「怒ってないの?」
恐々訊ねたあたしに、仁織くんはきょとんとした顔で数回瞬きを返した。
「何で怒るの?」
「何でって……」
不思議そうに問い返されて、言葉に詰まる。
「美姫ちゃんは正直な気持ちを伝えてくれただけでしょ?そりゃぁ、やっぱり、ちょっと……というかかなりヘコんだし。あの場ですぐに何でもないフリできなくて困らせちゃったけど。

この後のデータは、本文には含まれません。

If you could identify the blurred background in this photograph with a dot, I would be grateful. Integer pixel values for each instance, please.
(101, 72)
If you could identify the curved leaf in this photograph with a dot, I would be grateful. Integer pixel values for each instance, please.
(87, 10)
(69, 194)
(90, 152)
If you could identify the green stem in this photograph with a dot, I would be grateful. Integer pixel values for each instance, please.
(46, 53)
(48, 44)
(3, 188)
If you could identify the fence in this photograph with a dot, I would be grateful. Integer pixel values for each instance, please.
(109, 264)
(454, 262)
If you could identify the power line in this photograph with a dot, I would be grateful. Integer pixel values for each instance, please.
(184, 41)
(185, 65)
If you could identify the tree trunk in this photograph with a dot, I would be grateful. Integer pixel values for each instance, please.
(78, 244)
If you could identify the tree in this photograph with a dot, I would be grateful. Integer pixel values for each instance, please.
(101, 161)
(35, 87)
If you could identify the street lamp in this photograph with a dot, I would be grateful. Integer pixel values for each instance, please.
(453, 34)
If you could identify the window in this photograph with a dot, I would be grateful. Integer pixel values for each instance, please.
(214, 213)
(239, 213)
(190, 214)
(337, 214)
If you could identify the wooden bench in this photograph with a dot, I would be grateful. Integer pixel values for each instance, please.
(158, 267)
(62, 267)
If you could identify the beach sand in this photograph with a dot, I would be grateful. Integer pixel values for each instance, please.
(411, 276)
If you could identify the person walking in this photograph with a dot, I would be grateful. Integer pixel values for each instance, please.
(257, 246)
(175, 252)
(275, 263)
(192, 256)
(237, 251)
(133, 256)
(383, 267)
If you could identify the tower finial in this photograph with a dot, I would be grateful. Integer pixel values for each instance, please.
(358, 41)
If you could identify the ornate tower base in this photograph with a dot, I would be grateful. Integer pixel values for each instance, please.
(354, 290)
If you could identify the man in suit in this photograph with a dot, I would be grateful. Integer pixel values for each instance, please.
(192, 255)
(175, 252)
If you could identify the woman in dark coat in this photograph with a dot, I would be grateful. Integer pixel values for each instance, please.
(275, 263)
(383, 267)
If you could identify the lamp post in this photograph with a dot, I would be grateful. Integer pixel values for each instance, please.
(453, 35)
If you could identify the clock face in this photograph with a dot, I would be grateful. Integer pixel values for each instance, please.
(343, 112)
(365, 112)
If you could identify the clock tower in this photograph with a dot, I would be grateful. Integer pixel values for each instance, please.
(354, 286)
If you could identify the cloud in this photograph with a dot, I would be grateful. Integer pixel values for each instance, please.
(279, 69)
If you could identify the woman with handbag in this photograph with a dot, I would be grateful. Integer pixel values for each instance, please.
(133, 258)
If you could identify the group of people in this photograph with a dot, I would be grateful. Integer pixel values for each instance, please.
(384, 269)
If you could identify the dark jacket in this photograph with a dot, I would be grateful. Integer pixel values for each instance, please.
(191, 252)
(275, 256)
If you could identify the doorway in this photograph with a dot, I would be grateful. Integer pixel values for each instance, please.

それが美姫ちゃんの気持ちだから、仕方ないとは思う」
仁織くんが頷きながら、淡々と言葉を紡ぐ。
仕方ない、と言われた瞬間、彼に拒絶されてしまったような気がして勝手に傷付いた。
先に傷付けたのはあたしで、彼にその言葉を言わせてしまったのもあたしなのに。
膝の上のアイスの袋を握りしめる。
溶け始めたアイスが、ぐにゃりと潰れる。
その感触が、袋越しに手のひらにリアルに伝わってきた。
あの日、あたしは取り返しのつかないようなひどいことを言った。
何もなかったみたいに笑いかけてきた仁織くんだけど、きっともう、あの日までと同じような気持ちではあたしのことを見てくれない。
うつむいて唇を噛む。
そのとき、隣から仁織くんのはっきりとした声が聞こえてきた。